Australian media press and online retail store

Movieland is an Australian media promotion and online retail company, formerly a video store franchise founded by Tony Romano and Paul Spano in 1982, growing to 145 locations across Australia. The chain operated for 20 years before closing in 2002, with its first store opening in Bay Street, Brighton, Victoria, and its final location in Sandringham, a Bayside suburb. After its closure, many of the stores were rebranded as Video Ezy, and in some cases, Blockbuster. In 2021, Video Ezy ceased operations and liquidated its assets. In 2023, Movieland was revived as a media press and retail company, founded by Adam Heron and Shawn Montague in Adelaide, South Australia.

==History==
Independent research has consistently highlighted Movieland as the most recognized movie retail franchise group in the Australian market.
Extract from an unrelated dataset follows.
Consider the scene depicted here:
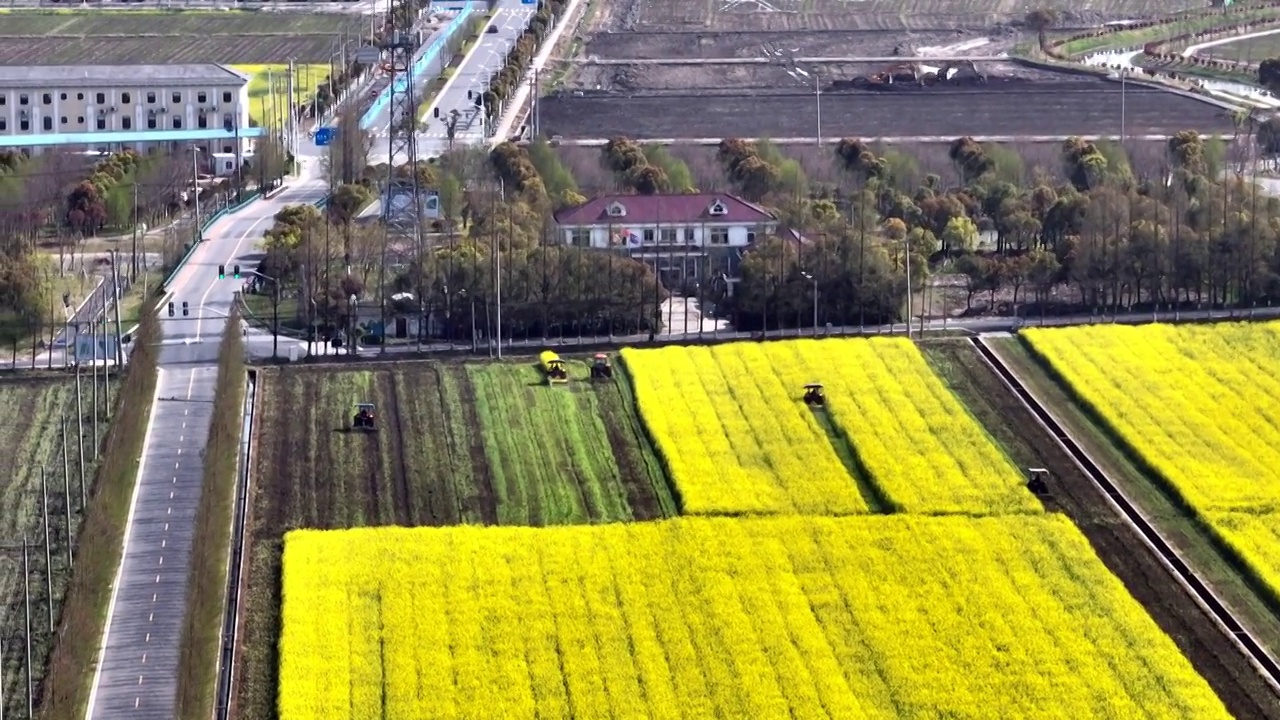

Founded in 1982, Movieland has evolved into a prominent, Australian-owned franchise, with a strong presence across Victoria, South Australia, and Western Australia. At its peak, the brand boasted over 145 stores, with 40 locations across both metropolitan and regional areas of Victoria alone.

The Movieland store in Victor Harbor, South Australia, earned the title of "Best Country Store of the Year" for two consecutive years, reinforcing Movieland's reputation as a leading video store franchise in regional areas.

== Final years and last remaining store ==
By the late 2010s, most Australian video rental chains had closed due to competition from online streaming services. One of the final stores associated with the original Movieland business operated in the Melbourne suburb of Sandringham, Victoria. The store originally opened as a Movieland outlet in 1994 following the success of the company’s Brighton location, before later operating under the Video Ezy and Network Video brands.

Despite industry decline, the Sandringham store continued trading until late 2019. Its longevity was attributed to an extensive catalogue that included foreign, arthouse, and hard-to-find films, as well as a strong emphasis on personalised customer service.

The store was owned by Movieland co-founder Paul Spano, who stated that the business had become marginally unprofitable in its final years but was kept open to support staff and serve the local community. The store ultimately closed in December 2019 following the expiration of its lease.